Hidden Insanity | Teen Ink

Hidden Insanity

June 6, 2018
By nancylisette BRONZE, Atascadero, California
nancylisette BRONZE, Atascadero, California
1 article 0 photos 0 comments

It was merely a month before graduation day and i was in class when a couple of  policemen showed up at the door. Sam Johnson? they said,i raised my hand warily not knowing what was going on. Can you come with us please? While walking to the principal's office i started to get really nervous, could they have found out about naomi? But you don't know who she is or what happened so let me back up about 10 months to tell you the whole story.
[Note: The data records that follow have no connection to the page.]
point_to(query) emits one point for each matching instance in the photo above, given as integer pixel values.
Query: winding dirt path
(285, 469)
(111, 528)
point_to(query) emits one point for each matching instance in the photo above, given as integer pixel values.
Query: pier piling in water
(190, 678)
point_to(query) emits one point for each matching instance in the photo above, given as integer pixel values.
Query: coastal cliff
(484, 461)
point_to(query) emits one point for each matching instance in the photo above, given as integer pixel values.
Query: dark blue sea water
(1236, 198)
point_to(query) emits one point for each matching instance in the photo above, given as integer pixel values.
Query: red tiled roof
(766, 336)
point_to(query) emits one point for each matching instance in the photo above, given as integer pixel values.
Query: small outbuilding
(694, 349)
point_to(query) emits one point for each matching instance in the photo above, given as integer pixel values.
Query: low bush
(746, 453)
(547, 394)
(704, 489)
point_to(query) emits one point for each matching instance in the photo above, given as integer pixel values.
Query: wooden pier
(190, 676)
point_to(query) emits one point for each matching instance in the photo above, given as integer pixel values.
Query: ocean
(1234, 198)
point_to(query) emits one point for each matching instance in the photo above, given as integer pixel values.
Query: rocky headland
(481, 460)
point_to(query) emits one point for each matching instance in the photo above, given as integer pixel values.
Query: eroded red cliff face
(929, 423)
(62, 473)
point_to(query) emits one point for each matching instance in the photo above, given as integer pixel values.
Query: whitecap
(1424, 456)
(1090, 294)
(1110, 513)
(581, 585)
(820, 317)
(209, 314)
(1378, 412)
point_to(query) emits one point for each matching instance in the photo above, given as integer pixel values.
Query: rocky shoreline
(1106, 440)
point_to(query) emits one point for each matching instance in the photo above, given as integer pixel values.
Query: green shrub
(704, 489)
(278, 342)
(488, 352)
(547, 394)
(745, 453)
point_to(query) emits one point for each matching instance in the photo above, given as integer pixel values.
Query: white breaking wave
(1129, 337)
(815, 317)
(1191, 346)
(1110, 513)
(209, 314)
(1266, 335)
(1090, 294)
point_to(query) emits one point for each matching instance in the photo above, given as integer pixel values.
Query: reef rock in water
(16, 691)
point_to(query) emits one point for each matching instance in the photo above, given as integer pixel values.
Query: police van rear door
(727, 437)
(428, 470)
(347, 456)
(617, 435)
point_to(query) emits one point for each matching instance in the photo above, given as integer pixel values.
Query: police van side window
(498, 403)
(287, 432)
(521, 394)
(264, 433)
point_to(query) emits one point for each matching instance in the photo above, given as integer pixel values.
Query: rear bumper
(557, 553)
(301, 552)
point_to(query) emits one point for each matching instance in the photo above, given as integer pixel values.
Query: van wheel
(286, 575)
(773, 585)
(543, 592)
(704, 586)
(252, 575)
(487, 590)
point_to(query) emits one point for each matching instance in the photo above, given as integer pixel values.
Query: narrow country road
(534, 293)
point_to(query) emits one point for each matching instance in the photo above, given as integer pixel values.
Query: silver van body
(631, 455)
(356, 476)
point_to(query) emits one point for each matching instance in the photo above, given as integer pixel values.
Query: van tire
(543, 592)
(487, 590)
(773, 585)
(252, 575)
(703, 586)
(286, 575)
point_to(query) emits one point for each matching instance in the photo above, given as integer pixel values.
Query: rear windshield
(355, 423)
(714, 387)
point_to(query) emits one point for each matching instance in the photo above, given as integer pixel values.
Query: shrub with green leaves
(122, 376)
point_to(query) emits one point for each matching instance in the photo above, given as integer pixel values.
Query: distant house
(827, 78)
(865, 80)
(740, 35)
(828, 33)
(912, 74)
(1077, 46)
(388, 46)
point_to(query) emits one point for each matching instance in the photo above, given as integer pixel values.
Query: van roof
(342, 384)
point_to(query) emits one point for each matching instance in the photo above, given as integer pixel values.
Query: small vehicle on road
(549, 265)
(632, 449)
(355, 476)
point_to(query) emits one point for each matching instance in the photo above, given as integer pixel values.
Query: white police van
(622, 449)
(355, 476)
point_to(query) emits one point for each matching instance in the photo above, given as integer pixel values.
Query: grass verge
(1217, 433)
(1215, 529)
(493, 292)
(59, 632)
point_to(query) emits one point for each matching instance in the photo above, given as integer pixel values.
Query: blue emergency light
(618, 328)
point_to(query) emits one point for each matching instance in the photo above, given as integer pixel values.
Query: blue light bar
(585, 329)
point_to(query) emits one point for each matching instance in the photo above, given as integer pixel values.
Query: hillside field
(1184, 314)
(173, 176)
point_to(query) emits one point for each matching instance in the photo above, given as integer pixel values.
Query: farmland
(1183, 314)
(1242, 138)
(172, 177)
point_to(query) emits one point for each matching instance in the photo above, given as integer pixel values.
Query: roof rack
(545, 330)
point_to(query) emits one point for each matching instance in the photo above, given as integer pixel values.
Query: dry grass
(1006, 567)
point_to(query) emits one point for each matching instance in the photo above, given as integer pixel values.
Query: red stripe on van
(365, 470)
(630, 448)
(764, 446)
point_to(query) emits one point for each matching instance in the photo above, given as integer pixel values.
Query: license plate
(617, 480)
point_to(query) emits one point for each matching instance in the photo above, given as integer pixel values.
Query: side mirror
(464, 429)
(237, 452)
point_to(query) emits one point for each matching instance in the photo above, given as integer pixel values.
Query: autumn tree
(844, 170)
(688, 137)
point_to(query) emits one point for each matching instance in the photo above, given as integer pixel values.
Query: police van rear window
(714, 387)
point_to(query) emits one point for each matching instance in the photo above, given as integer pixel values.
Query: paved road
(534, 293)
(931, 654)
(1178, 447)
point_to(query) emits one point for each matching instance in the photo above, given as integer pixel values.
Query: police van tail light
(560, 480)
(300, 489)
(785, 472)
Not all high school relationships end in a happy marriage with 2 kids and a nice house with a white picket fence, if yours does then you're one of the lucky ones… My school isn't that big, therefore not hard to notice people from across the lunch area; thus how i laid my eyes upon Naomi. Beautiful curly locks with eyes as blue as the ocean and a huge heart, well so i've heard. I've never really talked to her, haven't even been in the same room as her but all i knew is that she was perfect. She was friends with my best friend francis so i figured that was my way in. It was well into my junior year at the time, a few weeks away before the last day of school in fact. I was way too nervous to just walk up and talk to her so i decided i would wait; try to find the perfect way to introduce myself. Summer break was almost coming to an end and i knew it was now or never.

ME: Hey

Her reply was immediate. Hey,

ME: So how's your summer been?

NAOMI: Really good actually,i got back from new york a couple of days ago. Quick question..

ME: Thats really awesome, and yeah whats up?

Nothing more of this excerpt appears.